According to a recent PwC HR Tech Survey, less than half of all respondents said they achieved 76% or more of what went into their HR Cloud business case. This is not an encouraging result when you are competing for budget or trying to expand it.
With our problem in front of us, I offer these ideas as a starting point for overcoming the odds and achieving the goals you set in your business case:
1) Baseline, Baseline, Baseline
As anyone who has bought or sold a home knows: "Location, location, location." The same logic applies to baselining—sometimes it matters more than the business case itself. Often, however, we pay so much attention to what goes into a business case, that there’s not enough focus on establishing and documenting a pre-change starting point.
Instead, you should leverage the critical thinking you put into your business case and baseline the data that supported your pre-change estimates before any change occurs. I would suggest making whether or not you can baseline a criterion for determining if a calculation goes into your business case at all. If you cannot defend your estimated improvements, savings and revenue, you are setting yourself up for an uphill battle when it comes time to maintain or expand your budget.
Further, by baselining and measuring against your baseline, you speed up responsiveness to lagging indicators that are important to your talent processes, and to the business. For those interested in learning more about the role of lagging (and leading) indicators on value measures in HR, there is a great piece written by Dr. Tom Tonkin, principal, thought leadership & advisory services at Cornerstone OnDemand, that goes deeper on that point.
Why is speeding up responsiveness important? It is better to know early in the process that you are behind where you thought you would be. It provides you with time to reflect and gauge what may be the cause. Often, for example, the problem is that there hasn’t been enough time allotted for change management or user adoption.
2) Crawl, Walk, Run
HR and talent teams struggle to leap immediately to effectiveness measures such as "Productivity or Revenue by Employee" or "CSAT/NPS Improvement." (There is a difference between efficiency and effectiveness measures that I cover in this post for those who are interested in learning more). My quick and simple recommendation is to start small (efficiency) and build to strategic actions (effectiveness). Turnover is an excellent example and a measure that is frequently scrutinized. Turnover, by itself, is something most companies measure, but what about turnover of your highest performing employees?
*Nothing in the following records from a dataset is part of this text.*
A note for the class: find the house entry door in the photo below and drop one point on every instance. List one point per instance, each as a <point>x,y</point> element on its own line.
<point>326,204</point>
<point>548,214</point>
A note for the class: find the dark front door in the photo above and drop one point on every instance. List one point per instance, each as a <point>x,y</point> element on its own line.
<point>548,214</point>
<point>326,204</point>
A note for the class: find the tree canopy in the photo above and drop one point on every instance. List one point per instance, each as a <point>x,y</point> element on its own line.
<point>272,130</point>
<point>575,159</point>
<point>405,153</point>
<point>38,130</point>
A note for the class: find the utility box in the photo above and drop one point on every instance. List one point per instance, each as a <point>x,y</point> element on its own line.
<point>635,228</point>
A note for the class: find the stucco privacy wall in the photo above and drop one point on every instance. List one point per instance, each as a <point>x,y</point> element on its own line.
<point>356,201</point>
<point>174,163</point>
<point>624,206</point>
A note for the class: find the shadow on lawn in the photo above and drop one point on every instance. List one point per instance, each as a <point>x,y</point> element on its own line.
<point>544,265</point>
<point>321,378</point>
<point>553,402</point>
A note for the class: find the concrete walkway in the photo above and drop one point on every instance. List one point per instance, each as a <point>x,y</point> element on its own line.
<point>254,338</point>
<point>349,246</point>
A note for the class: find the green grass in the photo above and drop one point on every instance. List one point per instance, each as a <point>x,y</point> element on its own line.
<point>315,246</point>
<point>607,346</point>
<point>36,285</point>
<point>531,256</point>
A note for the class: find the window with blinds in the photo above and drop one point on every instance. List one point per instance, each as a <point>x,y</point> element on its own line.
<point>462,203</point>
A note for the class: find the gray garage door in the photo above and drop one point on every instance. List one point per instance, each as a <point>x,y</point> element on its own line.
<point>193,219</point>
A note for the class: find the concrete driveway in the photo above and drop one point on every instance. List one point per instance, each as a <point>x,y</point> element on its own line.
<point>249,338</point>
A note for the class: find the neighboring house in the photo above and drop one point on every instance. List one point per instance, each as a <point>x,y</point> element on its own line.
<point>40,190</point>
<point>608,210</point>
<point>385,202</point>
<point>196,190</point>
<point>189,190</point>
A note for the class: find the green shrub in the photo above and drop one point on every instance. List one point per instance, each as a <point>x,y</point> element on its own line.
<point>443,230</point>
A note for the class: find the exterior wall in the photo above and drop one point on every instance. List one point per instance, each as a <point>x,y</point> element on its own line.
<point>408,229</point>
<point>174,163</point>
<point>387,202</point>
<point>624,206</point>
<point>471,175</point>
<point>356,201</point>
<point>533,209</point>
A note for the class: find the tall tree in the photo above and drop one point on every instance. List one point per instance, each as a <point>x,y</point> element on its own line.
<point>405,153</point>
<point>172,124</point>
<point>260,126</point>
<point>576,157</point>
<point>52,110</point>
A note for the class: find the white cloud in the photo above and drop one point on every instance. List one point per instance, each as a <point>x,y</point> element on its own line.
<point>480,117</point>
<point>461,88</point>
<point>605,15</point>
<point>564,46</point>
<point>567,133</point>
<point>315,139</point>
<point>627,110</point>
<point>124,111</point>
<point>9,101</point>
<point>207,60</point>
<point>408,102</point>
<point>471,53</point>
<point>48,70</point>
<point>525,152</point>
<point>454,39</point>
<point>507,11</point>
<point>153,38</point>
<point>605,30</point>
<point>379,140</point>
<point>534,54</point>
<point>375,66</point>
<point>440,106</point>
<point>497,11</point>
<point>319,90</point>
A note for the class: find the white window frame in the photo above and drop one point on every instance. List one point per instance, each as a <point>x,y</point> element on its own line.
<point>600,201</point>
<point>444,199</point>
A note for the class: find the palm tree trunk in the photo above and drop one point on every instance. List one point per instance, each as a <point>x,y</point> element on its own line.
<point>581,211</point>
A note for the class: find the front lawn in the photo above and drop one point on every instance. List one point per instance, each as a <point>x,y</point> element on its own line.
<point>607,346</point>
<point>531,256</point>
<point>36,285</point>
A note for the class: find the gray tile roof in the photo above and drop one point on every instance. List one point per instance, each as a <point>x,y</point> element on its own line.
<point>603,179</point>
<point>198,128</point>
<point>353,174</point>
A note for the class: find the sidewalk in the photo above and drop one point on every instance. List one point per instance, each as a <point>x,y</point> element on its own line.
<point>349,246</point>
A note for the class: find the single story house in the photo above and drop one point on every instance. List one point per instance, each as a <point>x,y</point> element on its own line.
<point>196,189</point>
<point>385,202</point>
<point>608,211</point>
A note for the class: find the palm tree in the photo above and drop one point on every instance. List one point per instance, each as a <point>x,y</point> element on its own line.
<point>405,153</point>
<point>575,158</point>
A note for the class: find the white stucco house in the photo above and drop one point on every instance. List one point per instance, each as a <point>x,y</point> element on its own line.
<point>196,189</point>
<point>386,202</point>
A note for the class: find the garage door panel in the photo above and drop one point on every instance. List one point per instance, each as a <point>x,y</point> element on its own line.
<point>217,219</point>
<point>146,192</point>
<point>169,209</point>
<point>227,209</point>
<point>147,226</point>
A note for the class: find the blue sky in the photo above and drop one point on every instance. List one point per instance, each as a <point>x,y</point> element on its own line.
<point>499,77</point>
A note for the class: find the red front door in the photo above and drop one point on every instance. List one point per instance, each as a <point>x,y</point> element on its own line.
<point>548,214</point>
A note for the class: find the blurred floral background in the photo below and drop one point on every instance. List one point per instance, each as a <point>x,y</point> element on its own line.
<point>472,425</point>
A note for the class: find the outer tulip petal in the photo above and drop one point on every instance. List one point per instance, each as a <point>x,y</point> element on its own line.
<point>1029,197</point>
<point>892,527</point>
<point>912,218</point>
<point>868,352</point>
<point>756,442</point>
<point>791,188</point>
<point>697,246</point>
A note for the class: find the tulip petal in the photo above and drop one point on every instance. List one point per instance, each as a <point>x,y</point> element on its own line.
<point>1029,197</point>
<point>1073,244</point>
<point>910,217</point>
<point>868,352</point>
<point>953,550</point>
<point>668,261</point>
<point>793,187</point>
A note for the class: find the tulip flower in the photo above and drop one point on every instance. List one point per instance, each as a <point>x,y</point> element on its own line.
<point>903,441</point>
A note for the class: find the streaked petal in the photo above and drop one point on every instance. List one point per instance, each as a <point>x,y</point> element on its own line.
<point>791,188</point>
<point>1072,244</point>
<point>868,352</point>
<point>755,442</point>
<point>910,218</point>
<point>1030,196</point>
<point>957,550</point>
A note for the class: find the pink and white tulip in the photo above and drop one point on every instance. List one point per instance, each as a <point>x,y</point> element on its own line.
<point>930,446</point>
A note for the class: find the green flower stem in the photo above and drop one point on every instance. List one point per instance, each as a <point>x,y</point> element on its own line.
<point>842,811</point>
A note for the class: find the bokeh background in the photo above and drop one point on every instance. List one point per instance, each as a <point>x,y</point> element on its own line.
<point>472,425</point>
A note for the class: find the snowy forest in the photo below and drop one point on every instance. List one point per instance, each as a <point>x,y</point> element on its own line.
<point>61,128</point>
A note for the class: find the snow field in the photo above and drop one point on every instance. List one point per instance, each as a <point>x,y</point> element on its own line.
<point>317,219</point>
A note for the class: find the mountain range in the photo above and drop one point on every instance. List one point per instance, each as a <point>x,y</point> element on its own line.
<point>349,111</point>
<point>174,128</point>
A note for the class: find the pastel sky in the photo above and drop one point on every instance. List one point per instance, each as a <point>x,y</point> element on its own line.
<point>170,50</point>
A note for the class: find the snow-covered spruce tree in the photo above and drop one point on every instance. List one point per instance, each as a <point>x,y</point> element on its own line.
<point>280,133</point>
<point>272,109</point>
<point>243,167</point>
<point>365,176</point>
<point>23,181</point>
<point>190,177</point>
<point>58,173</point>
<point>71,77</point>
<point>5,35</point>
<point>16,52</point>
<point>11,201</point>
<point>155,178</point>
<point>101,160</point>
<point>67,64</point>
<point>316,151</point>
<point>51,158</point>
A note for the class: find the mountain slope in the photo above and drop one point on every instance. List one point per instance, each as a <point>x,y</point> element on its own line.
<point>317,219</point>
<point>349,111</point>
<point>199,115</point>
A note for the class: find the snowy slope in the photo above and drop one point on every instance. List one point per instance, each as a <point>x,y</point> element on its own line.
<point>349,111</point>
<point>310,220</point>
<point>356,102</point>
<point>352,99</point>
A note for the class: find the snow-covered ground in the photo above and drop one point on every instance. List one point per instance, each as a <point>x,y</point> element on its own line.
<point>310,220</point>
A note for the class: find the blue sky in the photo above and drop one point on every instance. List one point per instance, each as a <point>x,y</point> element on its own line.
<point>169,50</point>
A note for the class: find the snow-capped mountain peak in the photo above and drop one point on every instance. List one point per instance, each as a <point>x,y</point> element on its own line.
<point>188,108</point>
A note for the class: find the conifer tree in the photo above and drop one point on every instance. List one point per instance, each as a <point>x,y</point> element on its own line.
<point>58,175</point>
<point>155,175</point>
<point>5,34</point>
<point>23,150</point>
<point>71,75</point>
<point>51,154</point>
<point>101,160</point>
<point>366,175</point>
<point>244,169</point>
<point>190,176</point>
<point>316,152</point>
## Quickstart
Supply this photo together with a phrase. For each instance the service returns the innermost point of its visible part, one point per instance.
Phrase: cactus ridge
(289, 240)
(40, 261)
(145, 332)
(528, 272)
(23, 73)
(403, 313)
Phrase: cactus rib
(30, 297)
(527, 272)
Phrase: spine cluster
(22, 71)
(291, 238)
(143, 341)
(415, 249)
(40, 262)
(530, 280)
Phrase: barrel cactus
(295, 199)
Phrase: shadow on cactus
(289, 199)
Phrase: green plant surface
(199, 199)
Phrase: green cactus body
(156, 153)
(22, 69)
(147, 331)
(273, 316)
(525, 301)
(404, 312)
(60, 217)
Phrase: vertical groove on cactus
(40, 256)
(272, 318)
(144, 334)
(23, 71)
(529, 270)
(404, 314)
To begin baselining the effectiveness of improving high performer turnover, start by identifying turnover data in critical areas of the business where this might be a problem. Then drill down and ask if you can segment that by low/medium/high performers. (The cost to replace a high performing employee can be 90-200% of their annual salary according to SHRM’s "A Guide to Analyzing and Managing Employee Turnover.") With that information baselined, you can begin working to track and measure uplift in other more strategic measures.
3) Don’t Wait to Align With the Business—Start Early
There is plenty of research out there that supports the importance of HR/Talent being aligned to the business, but I point you to this blog post if this is an area of particular interest.
But simply put, illustrating the connectedness between Business and HR/Talent Priorities requires a) an understanding of business priorities and b) insight into how HR initiatives support them.
When you think about turnover, for example, there’s rarely just one initiative that can improve it. Rather, it is typically a combination of efforts. The point is to work early to think about what measures and data are required to build your HR/Talent value story so that when it comes time to present what you’ve done, you have both a strong qualitative story and a very authoritative quantitative impact story to tell. For a visual on how to consider structuring your HR/Talent Value Story, see the third part of my three-part blog series on the topic.
With these points in mind, I offer two closing questions to reflect on:
Do you know the impact your HR/Talent practices are delivering for your business?
Are you prepared to defend your investment when asked?